Ben was momentarily at a loss. The mention of his family threw him off balance, as it always did. And he couldn’t tell if that “more or less” was meant to underscore Ben’s mere partial success—the successful raising of three-quarters of his brothers and the shameful way he had failed the fourth. He passed a hand over his mouth. He was conscious that he was being presumed upon—in no way was child-minding one of his duties as vicar—but he also had a niggling sense that perhaps he ought to have done more for the wayward Dacre children than comforting their harassed tutors.
“You think I ought to stay at Barton Hall?” he asked slowly.
“Yes,” Mr. Crawford said, clapping his hands together, “that’s exactly the thing.”
Sending Ben to Barton Hall might ingratiate Mr. Crawford to Captain Dacre. The Dacres did business with a firm of solicitors in Keswick; the Crawfords, who had always spent freely, could use the additional income from a wealthy client. That, he suspected, was Mr. Crawford’s true objective. Indeed, a shifty expression flitted across the older man’s face and Ben tamped down a surge of irritation. Ben deliberately relaxed his hands, which were trying their best to make fists. “Quite right,” he agreed.
Ben took his leave and crossed the lane to the vicarage. Alice was sicker than he had realized and none too enthusiastic about getting married, it seemed. His future father-in-law didn’t trust him. He was about to leave
his cozy house for the mayhem of Barton Hall. And soon there would be a grim-faced stranger in his midst. By the time he had packed a bag and headed off to Barton Hall, he felt like the comfortable, safe life he had always dreamed of was somehow slipping out of reach.
Chapter Two
After the fact, Phillip thought he might have handled the situation a bit more gracefully if the children hadn’t been in a tree.

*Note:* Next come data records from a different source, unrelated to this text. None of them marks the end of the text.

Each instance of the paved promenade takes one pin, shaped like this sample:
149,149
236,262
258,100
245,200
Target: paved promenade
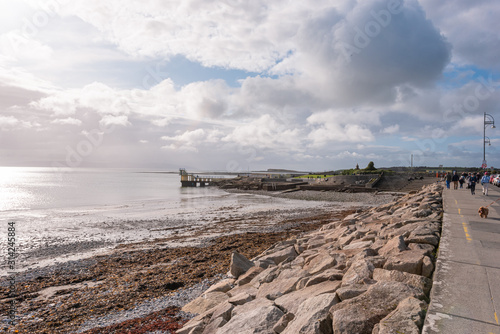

But he was not at his best, having walked the distance from the coaching inn to the house, with each step growing more disoriented by the sheer familiarity of the terrain. Surely the place ought to have changed. But every rock and tree aligned precisely with memories Phillip hadn’t even realized he still had.
Despite having sent a messenger ahead with the approximate time of his arrival, the children were not waiting in the hall to greet him. Of course they wouldn’t be, he told himself. That had been Caroline’s doing, and she was gone. Their failure to appear was just further proof of how badly Phillip’s intervention was needed. He needed to get to work turning them into well-behaved, competent midshipmen. Children, he corrected himself. Yes, children.
The servant who opened the door told Phillip he’d find the children in the orchard with the vicar. Phillip found this surprising, as nothing in Ernestine’s final letter had indicated religiosity as part of the children’s reign of terror. But instead of discovering the children at work in prayer or singing hymns, he found them high up in a cherry tree.
The plain fact of the matter was that children did not belong in trees, at least not when they ought to be in the hall awaiting their father’s return. Nor did vicars belong in trees at any time whatsoever. He might not have much experience with either, and thank God for it, but he knew trees were not the natural habitat of either class of person. He had expected to see his children for the first time in two years in a setting that was slightly less arboreal. Somewhere he could properly see them and they could properly see him and they could all say whatever the hell they were supposed to say in this situation without Caroline to manage things. Instead all he got was a glimpse of booted feet vanishing higher into the branches accompanied by the sound of stifled laughter.